Alaska’s Republican Party canceled their 2020 presidential primary and threw their support behind President Donald Trump, the Anchorage Daily News reports.
The Republican Party State Central Committee in Fairbanks announced that they would not hold a primary next year and issued a statement saying that it “would serve no useful purpose when we have an incumbent Republican president, such as President Trump, running for the Republican nomination for President.”
In 2016, the state’s 28 delegates were split between three candidates: 12 for Ted Cruz, 11 for Trump, and 5 for Marco Rubio.
Trump has already drawn three primary challengers this year: former Massachusetts Gov. Bill Weld, former Illinois Rep. Joe Walsh, and former South Carolina Governor and Rep. Mark Sanford.

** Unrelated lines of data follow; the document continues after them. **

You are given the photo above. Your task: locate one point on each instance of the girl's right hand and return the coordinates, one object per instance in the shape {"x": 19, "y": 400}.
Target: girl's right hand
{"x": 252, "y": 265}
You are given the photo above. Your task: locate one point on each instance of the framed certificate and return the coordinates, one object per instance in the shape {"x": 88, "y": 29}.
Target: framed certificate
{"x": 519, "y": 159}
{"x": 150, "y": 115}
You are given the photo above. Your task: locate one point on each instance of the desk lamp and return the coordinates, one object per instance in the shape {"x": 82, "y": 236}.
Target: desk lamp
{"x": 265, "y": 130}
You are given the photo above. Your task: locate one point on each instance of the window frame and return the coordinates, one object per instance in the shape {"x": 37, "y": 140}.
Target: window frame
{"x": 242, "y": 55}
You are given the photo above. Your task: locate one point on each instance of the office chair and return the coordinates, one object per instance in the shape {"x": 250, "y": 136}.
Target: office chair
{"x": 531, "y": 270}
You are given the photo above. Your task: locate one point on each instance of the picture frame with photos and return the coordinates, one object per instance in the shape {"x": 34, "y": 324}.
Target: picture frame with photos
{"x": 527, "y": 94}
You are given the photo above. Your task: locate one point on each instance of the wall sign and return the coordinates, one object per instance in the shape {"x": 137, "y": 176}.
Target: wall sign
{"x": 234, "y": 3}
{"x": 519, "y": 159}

Other states canceled primaries too:
Earlier this month, Republican leaders in Nevada, South Carolina, Arizona, and Kansas voted to cancel their primaries and caucus contests as well.
It’s not unusual for parties of incumbents to cancel primaries.
“In 1992, Republicans canceled eight states’ primaries to make it easier for President George H.W. Bush’s re-nominating fight against conservative commentator Pat Buchanan,” Time reported. “Democrats in eight states canceled primaries in 1996 to make Bill Clinton’s second term easier to find. In 2004, the GOP nixed 10 states’ contents to help George W. Bush, and Democrats in 2012 did away with 10 contests.”
Primary challengers slam GOP:
Weld, Walsh, and Sanford penned a joint op-ed in The Washington Post decrying the state parties’ moves.
“Today the Republican Party has taken a wrong turn, led by a serial self-promoter who has abandoned the bedrock principles of the GOP,” They wrote. “In the Trump era, personal responsibility, fiscal sanity and rule of law have been overtaken by a preference for alienating our allies while embracing terrorists and dictators, attacking the free press and pitting everyday Americans against one another. No surprise, then, that the latest disgrace, courtesy of Team Trump, is an effort to eliminate any threats to the president’s political power in 2020.”
“If a party stands for nothing but reelection, it indeed stands for nothing,” they warned. “Do Republicans really want to be the party with a nominating process that more resembles Russia or China than our American tradition?”
The trio also warned that it would be a mistake to allow Democrats to “dominate the national conversation” during the primary season.
“In the United States, citizens choose their leaders,” they concluded. “The primary nomination process is the only opportunity for Republicans to have a voice in deciding who will represent our party. Let those voices be heard.”